Post-apocalyptic SnowPiercer
Setting - Apocalyptic or Post? TV, cable and Hollywood have pushed the Bad-Times-to-Come idea over a cliff. So, what do you do? Try a different perspective. Instead of vampires, frozen Earth, devastating plagues or Mean Militias America, make your setting more realistic. What would you and others actually do?

If it's truly the End of Times, courtesy of our political parties, fossil-fuel industries and the 1%, from the beginning of your novel, focus on la familia learning to cope. Friends who learn to help each other. Neighbors who join to defend themselves and keep all the good guys happy. Multinational cooperatives that band together, not just to survive, but to create a new way of life. Maybe one that greatly resembles some old ways of life.

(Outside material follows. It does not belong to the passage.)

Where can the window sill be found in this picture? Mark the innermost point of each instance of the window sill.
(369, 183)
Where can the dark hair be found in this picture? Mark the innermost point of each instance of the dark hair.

Climax - how good can you make it? I don't want to spoil the ending, so I leave that to your imagination. If you've read Octavia E. Butler's Parable of The Sower series, you will see some of my ideas are influenced by her. Influence, acknowledged. Go find yours.

Now that your GAN is finished, you're not done. You'll have to sign copies--many--and figure out which groups and peoples to donate the money to. If you were to keep it all, you might wind up turning into one of your antagonists.

Buena suerte with your writing,
RudyG (not known as a GANovelist, yet.)

6 comments:

ERNEST HOGAN said...

Ay! This is spinning out of control! There will be rioting over this yet . . .

But seriously, young writers need to learn that there’s more to it than vomiting up undigested pop culture, which is just a step above biting the heads off chickens for fun and profit.

The real trouble is that publishers aren’t really looking for the Great American Novel. The want a Great American Bestseller that can be chewed up and forgotten while earning big bucks. As a Borders customer once explained to me:

“Y’know, an airport book! The kind that will keeps you busy while waiting in line, but if you leave it somewhere, it doesn’t matter.”

Anonymous said...

Ernesto, the airport guy had it down--"it doesn't matter."
RudyG

Giora said...

I wish that someone will do a blog about writing the Great Mexican Novel. Thanks in advance.

Anonymous said...

Author Gloria, someone might already be writing the first or next Great Chicano, Mexican, Mexicano, Latino, Etceterino Novel. Might that be you?

If you mean something else, let us know.
Suerte,
RudyG

Anonymous said...

Perdón, my eyes sometimes fail me.
I meant, Author G--I--ora.
R

Giora said...

I finished the first draft (56K words) of a romantic novel set all over Mexico. It's the story of a young women from Chiapas and her quest to find a husband. The novel aims to present Mexico positively to readers: its music, literature, folklore, history, cities and beaches. But it's a contemporary commercial novel that might be a Popular Mexican Novel, not a Great Literature.